Kathryn Bigelow is writing – or rewriting? – our recent history. Someone is going to do it.  Ben Affleck did it with an earlier piece of our history in the Middle East when he made Argo. Tony Kushner and Steven Spielberg do it in Lincoln. Even Ruben Fleischer did for Los Angeles history, albeit in cartoon fashion, when he made Gangster Squad.

When Kathryn Bigelow won an Academy Award for her direction of The Hurt Locker, there were some people who said it bore very little relationship to the reality of men and women who actually work as soldiers with IEDs and other bombs in either Iraq or Afghanistan. Yet what made the movie work was the way that they seemed to take you right along on missions, made you feel part of the threat and the danger. What made it work was its feeling of authenticity.

What makes Zero Dark Thirty work is that same authenticity. But what if part of it isn’t true, isn’t authentic?  It should make us question; it should make us doubt. There are deeper questions about perception and reality here. Deeper than this format allows for. But there are questions about the show business and what we ask for from our ‘entertainments’ that we should be addressing.

Zero Dark Thirty opened wide last Friday. It’s playing at a movie theater you now, and will be for a while. It is a very well-made movie. It’s about a moment that we all lived through and continue to live through.  It’s about the people who are our guardians. We choose them. We elect them – or at least we elect the people who hire them. We should know the truth and protect it.

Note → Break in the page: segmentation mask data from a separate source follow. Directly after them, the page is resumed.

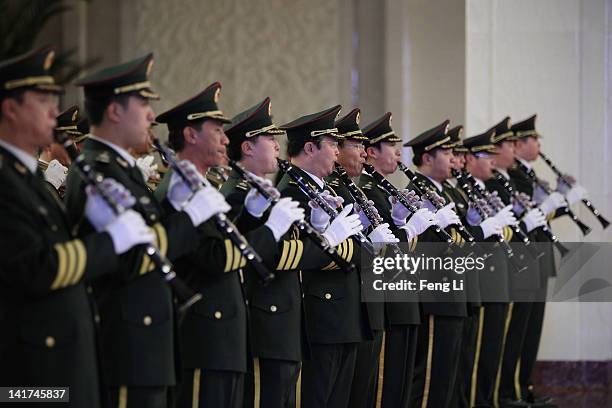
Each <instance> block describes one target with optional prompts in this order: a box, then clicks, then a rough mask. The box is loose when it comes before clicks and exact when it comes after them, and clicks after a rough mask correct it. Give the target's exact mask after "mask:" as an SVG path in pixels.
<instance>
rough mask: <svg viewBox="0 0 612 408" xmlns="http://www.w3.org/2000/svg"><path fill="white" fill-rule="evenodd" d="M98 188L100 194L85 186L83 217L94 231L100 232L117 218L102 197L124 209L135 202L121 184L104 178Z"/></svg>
mask: <svg viewBox="0 0 612 408" xmlns="http://www.w3.org/2000/svg"><path fill="white" fill-rule="evenodd" d="M98 188H99V189H100V190H101V193H100V192H98V190H96V189H94V188H93V187H91V186H87V188H86V189H85V191H86V192H87V201H86V203H85V216H86V217H87V219H88V220H89V223H90V224H91V225H92V226H93V227H94V229H95V230H96V231H98V232H100V231H102V230H103V229H104V227H106V226H107V225H108V224H110V223H111V222H112V221H113V220H114V219H115V218H117V215H116V214H115V212H114V210H113V209H112V208H111V207H110V205H109V204H108V203H107V202H106V199H104V198H103V197H109V198H110V199H112V200H113V202H115V203H117V204H119V205H121V206H122V207H123V208H124V209H127V208H131V207H132V206H133V205H134V203H135V202H136V199H135V198H134V196H133V195H132V194H131V193H130V192H129V191H128V190H127V189H126V188H125V187H124V186H123V185H122V184H120V183H118V182H117V181H116V180H115V179H112V178H105V179H104V180H102V182H101V183H100V184H98Z"/></svg>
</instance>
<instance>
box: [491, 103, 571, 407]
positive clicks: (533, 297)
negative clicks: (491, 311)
mask: <svg viewBox="0 0 612 408" xmlns="http://www.w3.org/2000/svg"><path fill="white" fill-rule="evenodd" d="M535 120H536V115H533V116H531V117H529V118H527V119H525V120H523V121H521V122H517V123H515V124H514V125H512V127H511V128H510V130H511V131H512V132H513V133H514V138H515V143H514V155H515V159H516V160H515V162H514V165H513V166H512V167H510V168H508V175H509V176H510V179H511V180H512V181H513V182H514V184H515V185H516V187H517V190H518V191H520V192H522V193H524V194H526V195H527V196H528V197H530V198H531V199H532V200H533V201H536V202H537V203H538V208H539V210H540V211H541V212H542V213H543V214H544V215H545V216H546V218H547V220H551V219H553V218H555V217H557V216H559V215H561V214H562V213H563V212H562V211H558V210H560V209H562V208H564V207H565V206H567V202H566V201H565V198H564V197H563V195H562V194H560V193H558V192H553V193H552V194H550V195H548V196H545V195H544V194H541V193H540V192H539V191H537V190H538V189H535V188H534V185H533V181H532V178H531V177H530V174H529V173H532V174H535V173H534V172H533V168H532V166H531V164H530V163H531V162H533V161H535V160H536V159H537V158H538V154H539V152H540V142H539V138H540V134H539V133H538V132H537V130H536V128H535ZM536 240H537V242H548V243H550V239H549V238H548V237H547V236H546V235H545V234H543V233H541V231H539V232H538V233H537V235H536ZM540 245H542V244H540ZM545 252H546V255H545V256H543V257H541V258H540V265H539V266H540V268H539V270H540V279H541V281H540V283H541V285H540V288H539V289H538V290H535V291H533V298H534V302H533V303H532V304H531V307H530V309H531V310H530V312H529V316H528V321H527V323H526V328H525V334H524V336H523V340H522V347H521V348H520V357H519V359H518V362H517V363H516V365H515V367H514V369H512V367H508V366H506V370H505V374H506V375H505V378H504V381H503V382H502V384H505V386H504V387H503V388H500V397H501V396H503V395H508V394H510V397H511V400H519V401H524V402H525V403H527V404H529V403H541V404H543V405H544V406H552V407H554V406H555V405H554V404H553V403H552V399H551V398H550V397H547V396H537V395H535V393H534V390H533V382H532V379H531V375H532V373H533V367H534V365H535V361H536V357H537V353H538V348H539V344H540V337H541V335H542V325H543V322H544V310H545V302H544V299H545V296H546V290H547V287H548V278H549V277H551V276H555V275H556V269H555V268H556V267H555V261H554V254H553V252H552V247H551V248H549V250H548V251H545ZM517 373H518V374H517ZM510 375H511V378H513V379H514V378H516V376H517V375H518V382H517V381H512V388H510V378H509V377H510ZM547 404H548V405H547Z"/></svg>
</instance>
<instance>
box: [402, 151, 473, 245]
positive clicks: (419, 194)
mask: <svg viewBox="0 0 612 408" xmlns="http://www.w3.org/2000/svg"><path fill="white" fill-rule="evenodd" d="M397 165H398V167H399V169H400V170H401V171H402V172H403V173H404V174H405V175H406V177H408V178H409V179H410V181H412V186H413V188H414V191H416V193H417V194H418V195H420V196H421V197H425V198H427V199H428V200H429V201H430V202H431V203H432V204H433V205H434V206H435V207H436V208H437V209H440V208H442V207H443V205H437V203H438V200H436V198H435V197H434V195H433V193H434V192H433V191H432V190H431V189H429V188H427V186H426V185H424V184H423V183H422V182H421V181H420V180H419V179H418V178H417V176H416V174H414V173H413V172H412V171H411V170H410V169H409V168H408V166H406V165H405V164H404V163H402V162H401V161H398V162H397ZM436 195H437V194H436ZM456 227H457V230H458V231H459V234H461V236H462V237H463V239H465V240H466V241H467V242H470V243H471V244H473V243H475V242H476V239H475V238H474V236H473V235H472V234H471V233H470V232H469V231H468V230H467V229H466V228H465V226H464V225H463V224H459V225H457V226H456Z"/></svg>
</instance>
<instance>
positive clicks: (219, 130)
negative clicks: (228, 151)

Demand the truth.

http://www.youtube.com/watch?feature=player_embedded&v=cAtWcvCxPhc

Categories: Arts & Culture, Movies

0 thoughts on “Moving Pictures: “Zero Dark Thirty””

  1. Anonymous says:

    I agree – we should demand the truth! and not let history be re-written.

  2. Anonymous says:

    In George Orwell’s novel 1984, the Ministry of Truth’s purpose is to rewrite history and change the facts to fit Party doctrine. It is responsible for any necessary falsification of historical events. Winston Smith, the main character, works at the Ministry of Truth.
    Kathryn Bigelow works for our ministry of truth… she augments historic fact and wants an Oscar…. she deserves the cell where Bradley Manning sits… Truth-teller in solitary and lie yeller on the red carpet… only in America.

    “WAR IS PEACE,” “FREEDOM IS SLAVERY,” “IGNORANCE IS STRENGTH.”